Management of the Audio
The brain uses the ears nearly just like a compass. It identifies the direction of noise based on what ear registers it initially and in the highest volume.
Together with the single-sided hearing loss, the sound is only going to come in one ear regardless of what way it comes from. If you have hearing loss in the left ear, then your mind will turn to search for the sound even if the person speaking is on the right.
Think for a second what that would be similar to. The audio would enter one side no matter where what direction it comes from. How would you understand where an individual talking to you is standing? Even if the hearing loss isn’t deep, sound direction is catchy.
Honing in on Audio
The mind also uses the ears to filter out background sound. It tells one ear, the one nearest to the noise you want to focus on, to listen for a voice. The other ear manages the background sounds. This is precisely why in a noisy restaurant, so you may still concentrate on the dialogue at the table.
When you don’t have that tool, the mind gets confused. It is unable to filter out background noises like a fan blowing, so that is everything you hear.
The Ability to Multitask
The mind has a lot happening at any given time but having two ears enables it to multitask. That is why you can sit and examine your social media account while watching TV or talking with family. With only one working ear, the mind loses the ability to do one thing when listening. It has to prioritize between what you hear and what you see, which means you usually lose out on the dialogue taking place without you while you browse your newsfeed.
The Head Shadow Effect
The mind shadow effect describes how certain sounds are inaccessible to an individual having a unilateral hearing loss.
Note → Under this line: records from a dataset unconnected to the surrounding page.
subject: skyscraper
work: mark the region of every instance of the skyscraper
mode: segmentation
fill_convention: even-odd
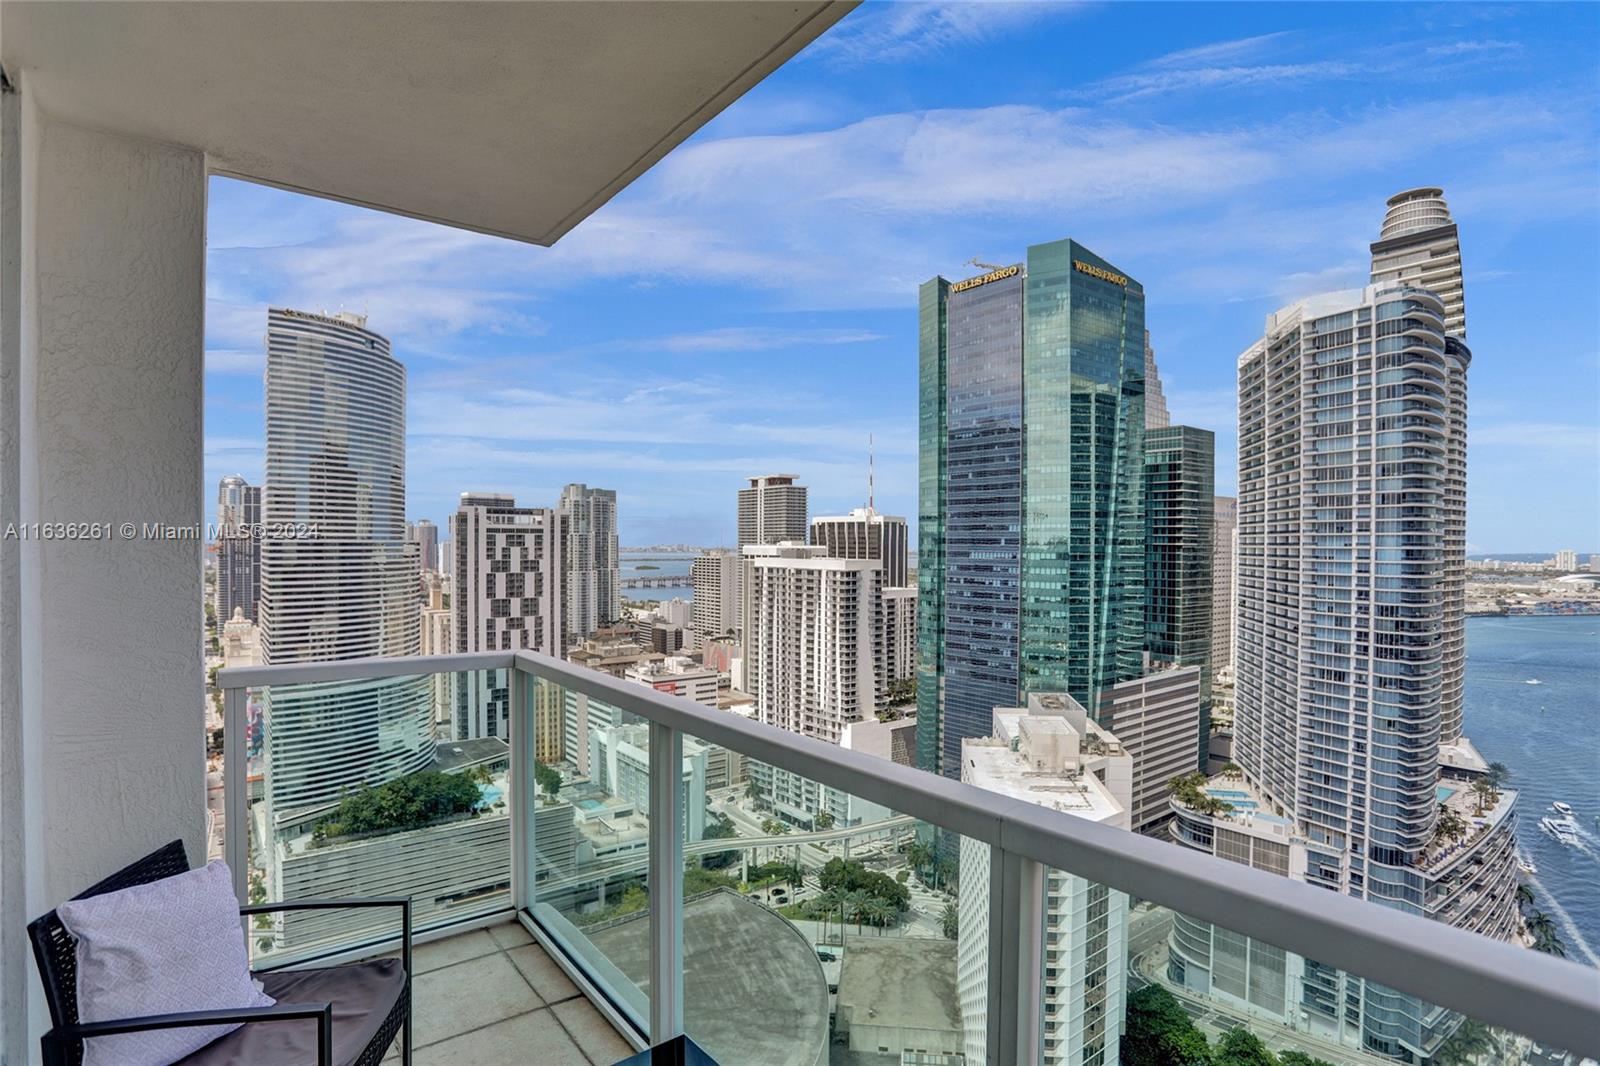
[[[1161,372],[1156,368],[1156,350],[1150,347],[1150,331],[1144,331],[1144,428],[1165,429],[1172,425],[1167,413],[1167,394],[1161,388]]]
[[[568,485],[561,490],[560,509],[565,518],[561,545],[566,567],[565,639],[576,644],[622,615],[617,493]]]
[[[689,564],[694,601],[689,627],[707,637],[720,637],[739,625],[739,553],[724,548],[701,552]]]
[[[1227,671],[1230,678],[1234,670],[1233,553],[1238,523],[1238,498],[1215,497],[1211,525],[1211,671],[1213,675]]]
[[[561,529],[562,516],[548,507],[518,507],[497,493],[461,494],[450,519],[457,651],[566,652]],[[510,698],[505,671],[458,675],[451,739],[506,737]]]
[[[1444,190],[1407,189],[1389,197],[1388,208],[1372,243],[1372,284],[1427,289],[1444,301],[1444,332],[1466,340],[1461,240]]]
[[[406,371],[350,312],[267,312],[262,662],[415,655],[417,549],[406,530]],[[269,691],[274,817],[420,770],[433,758],[426,677]]]
[[[1144,290],[1071,240],[920,292],[918,760],[1144,651]]]
[[[739,547],[806,539],[806,487],[793,474],[765,474],[739,490]]]
[[[240,529],[261,521],[261,486],[252,485],[238,474],[217,482],[217,527]]]
[[[1465,418],[1452,397],[1469,356],[1445,313],[1405,285],[1328,293],[1271,315],[1240,357],[1234,760],[1239,788],[1285,824],[1224,829],[1221,816],[1178,837],[1276,830],[1279,872],[1505,939],[1516,794],[1469,798],[1460,775],[1486,767],[1446,703],[1449,455]],[[1439,831],[1443,809],[1472,819],[1459,844]],[[1368,1051],[1425,1058],[1459,1020],[1288,961],[1285,1009]]]
[[[212,587],[216,624],[234,608],[259,620],[261,599],[261,486],[230,474],[217,485],[217,580]]]
[[[406,539],[417,545],[418,557],[424,570],[439,569],[439,527],[429,519],[419,518],[406,523]]]
[[[900,587],[909,572],[906,520],[857,507],[847,515],[819,515],[811,520],[811,543],[828,549],[835,559],[877,559],[883,584]]]
[[[761,721],[837,744],[877,710],[879,566],[815,545],[752,544],[745,684]]]
[[[1216,435],[1193,426],[1144,440],[1145,641],[1155,663],[1200,668],[1196,761],[1211,733],[1212,531]]]
[[[1407,189],[1389,197],[1372,244],[1372,283],[1427,289],[1444,304],[1446,397],[1443,501],[1444,678],[1439,729],[1445,743],[1461,736],[1467,670],[1467,349],[1461,242],[1444,190]]]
Low tones have long frequencies so that they bend enough to wrap around the mind and reach the working ear. High pitches have shorter wavelengths and do not survive the journey.
If you’re standing next to an individual having a high pitched voice, then you may not know what they say if you don’t turn so the working ear is facing them. On the flip side, you might hear someone having a deep voice just fine regardless of what side they are on because they create longer sound waves that make it to either ear.
Individuals with slight hearing loss in just one ear have a tendency to adapt. They learn quickly to turn their head a certain way to hear a friend speak, for example. For those who struggle with single-sided hearing loss, a hearing aid may be work round that yields their lateral hearing.